At least 20 people have died across the country, some while struggling to find warmth inside their homes. In the Houston area, one family died from carbon monoxide from car exhaust in their garage; another perished after flames spread from their fireplace.
Some blame the polar vortex, a weather pattern that usually keeps to the Arctic, but is increasingly visiting lower latitudes and staying beyond its welcome.
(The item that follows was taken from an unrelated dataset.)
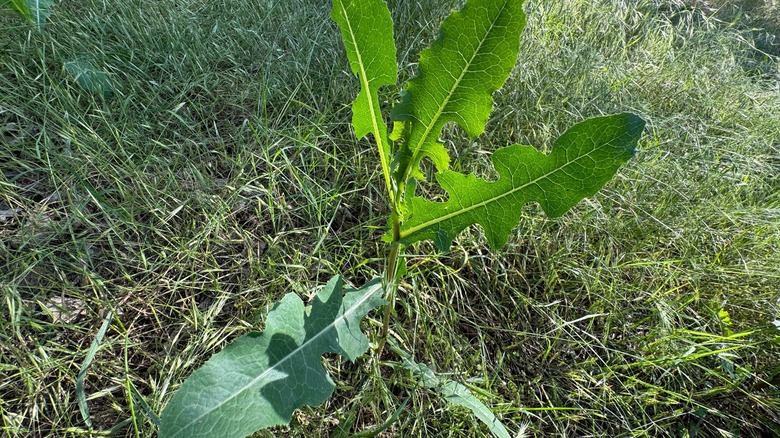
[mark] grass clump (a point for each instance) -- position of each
(222, 174)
Scientists say global warming caused by humans could be partly responsible for making its southward escapes longer and more frequent.
More than 100 million people live in areas covered Wednesday by some type of winter weather warning, watch or advisory, as yet another winter storm hits Texas and parts of the Southern Plains, the National Weather Service said.
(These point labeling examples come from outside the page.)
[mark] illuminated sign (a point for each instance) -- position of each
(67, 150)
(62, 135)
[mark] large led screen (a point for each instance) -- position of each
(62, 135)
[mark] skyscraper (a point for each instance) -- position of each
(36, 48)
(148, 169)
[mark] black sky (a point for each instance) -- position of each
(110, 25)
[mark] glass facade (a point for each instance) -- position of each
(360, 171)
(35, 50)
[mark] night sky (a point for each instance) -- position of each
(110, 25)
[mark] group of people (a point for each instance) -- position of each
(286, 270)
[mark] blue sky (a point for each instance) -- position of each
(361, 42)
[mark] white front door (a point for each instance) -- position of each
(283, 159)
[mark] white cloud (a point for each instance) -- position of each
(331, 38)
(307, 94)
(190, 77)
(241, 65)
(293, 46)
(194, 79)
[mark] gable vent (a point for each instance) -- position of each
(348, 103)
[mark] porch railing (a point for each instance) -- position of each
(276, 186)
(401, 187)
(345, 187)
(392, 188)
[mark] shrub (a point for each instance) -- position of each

Utilities from Minnesota to Texas and Mississippi have implemented rolling blackouts to ease the burden on power grids straining to meet extreme demand for heat and electricity as record low temperatures were reported in city after city.
The weather has also threatened to affect the nation’s Covid-19 vaccination effort. President Joe Biden’s administration said delays in vaccine shipments and deliveries were likely. After visiting Milwaukee on Tuesday, Biden said the weather was as “cold as the devil up there”.
The worst US power outages by far have been in Texas, where officials requested 60 generators from the Federal Emergency Management Agency and planned to prioritize hospitals and nursing homes. The state opened 35 shelters to more than 1,000 occupants, the agency said.
The breakdown sparked growing outrage and demands for answers over how Texas, whose Republican leaders as recently as last year taunted California over its rolling blackouts, failed such a massive test of a major point of state pride: energy independence.
Amber Nichols, whose north Austin home has had no power since early Monday, said: “We’re all angry because there is no reason to leave entire neighborhoods freezing to death.”
Travel remains ill-advised in much of the nation, with roadways treacherous and thousands of flights canceled. Some of the fatalities involve people dying in their cars in subfreezing temperatures. Many school systems have delayed or canceled face-to-face classes.
Republican governor Greg Abbott called for an investigation of the grid manager, the Electric Reliability Council of Texas. His indignation struck a much different tone than just a day earlier, when he told Texans that Ecrot was prioritizing residential customers and that power was getting restored to hundreds of thousands of homes.
“This is unacceptable,” Abbott said.
Authorities said a fire that killed three young children and their grandmother in the Houston area likely spread from the fireplace they were using to keep warm. In Oregon, authorities confirmed on Tuesday that four people died in the Portland area of carbon monoxide poisoning.
At least 13 children were treated for carbon monoxide poisoning at Cook Children’s Medical Center in Fort Worth and one parent died of the toxic fumes, hospital officials said.